Extrait :Cela coïncide avec la nécessité pour les 27 États de trouver un accord entre eux puis, probablement dans une moindre mesure avec le Parlement européen, concernant les futures perspectives financières européennes. En l'espèce, il s'agit du budget pluriel-annuel de l'UE entre 2021 et 2027, lequel est assorti des règlements européens qui régissent les objectifs et les modalités d'utilisation des programmes européens.
Le Fonds européen de la défense doit être un enjeu de ces négociations. Avant cette crise sanitaire, la présidence finlandaise de l'UE avait formulé le souhait d'amputer au moins la moitié le montant du Fonds européen de la défense. L'élément constitutif d'un embryon de politique industrielle commune se trouvait donc déjà menacé. Il s'agissait vraisemblablement d'un premier test pour mesurer la réaction de la France, qui est le promoteur de ce Fonds. Depuis, la présidente de la Commission européenne, relayée par le Parlement européen, a annoncé que les objectifs du plan de relance économique européen seraient centrés sur le pacte vert et la transition numérique. La politique industrielle de défense européenne, déjà quantité négligeable du budget de l'UE, pourrait donc "passer à la trappe".

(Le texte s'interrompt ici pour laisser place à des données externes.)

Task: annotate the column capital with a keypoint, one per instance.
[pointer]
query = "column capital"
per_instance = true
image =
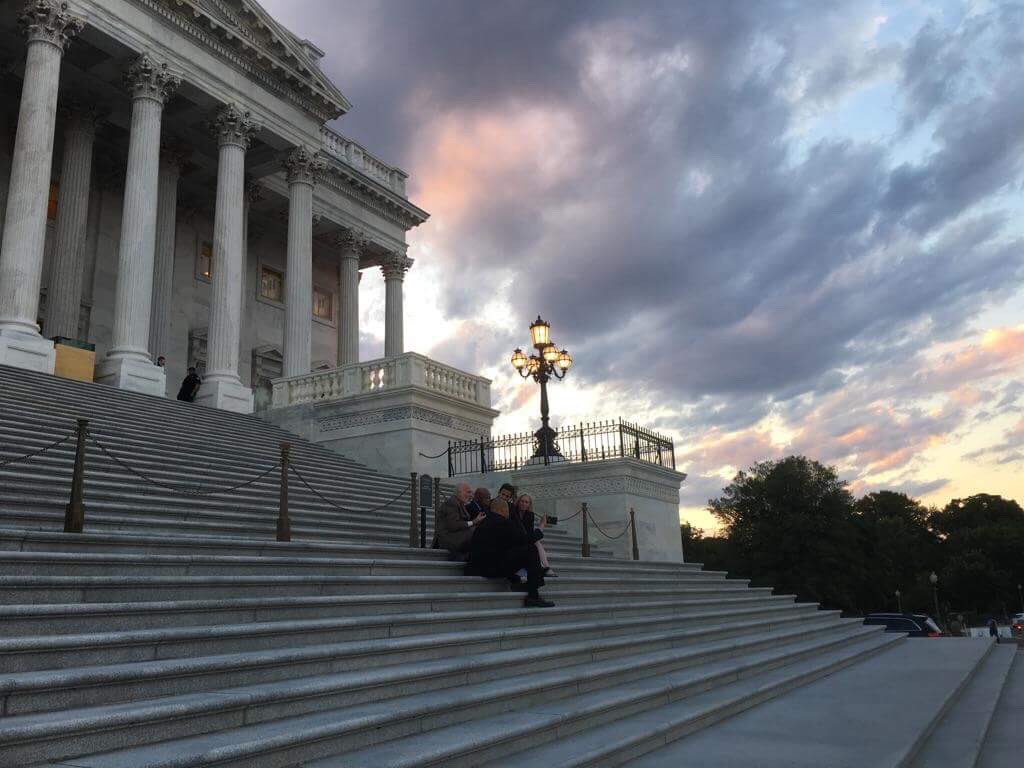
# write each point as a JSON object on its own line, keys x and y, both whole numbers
{"x": 233, "y": 126}
{"x": 303, "y": 166}
{"x": 352, "y": 243}
{"x": 49, "y": 22}
{"x": 255, "y": 190}
{"x": 146, "y": 78}
{"x": 394, "y": 265}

Des pertes de souveraineté extrêmement graves

Compte tenu des temps longs de développement des technologies de défense (R&D, essais et validations complexes) et de la nécessité de rester compétitifs à chaque instant sous peine de perdre des capacités industrielles majeures, les conséquences pour notre souveraineté et la sécurité internationale de l'Europe seront extrêmement graves. Quelle situation étrange ! Il est paradoxal de crier "au loup" sur les abandons de souveraineté pendant la crise actuelle et de placer concomitamment l'Europe dans le déni des menaces qui se profilent dans le monde et à ses portes.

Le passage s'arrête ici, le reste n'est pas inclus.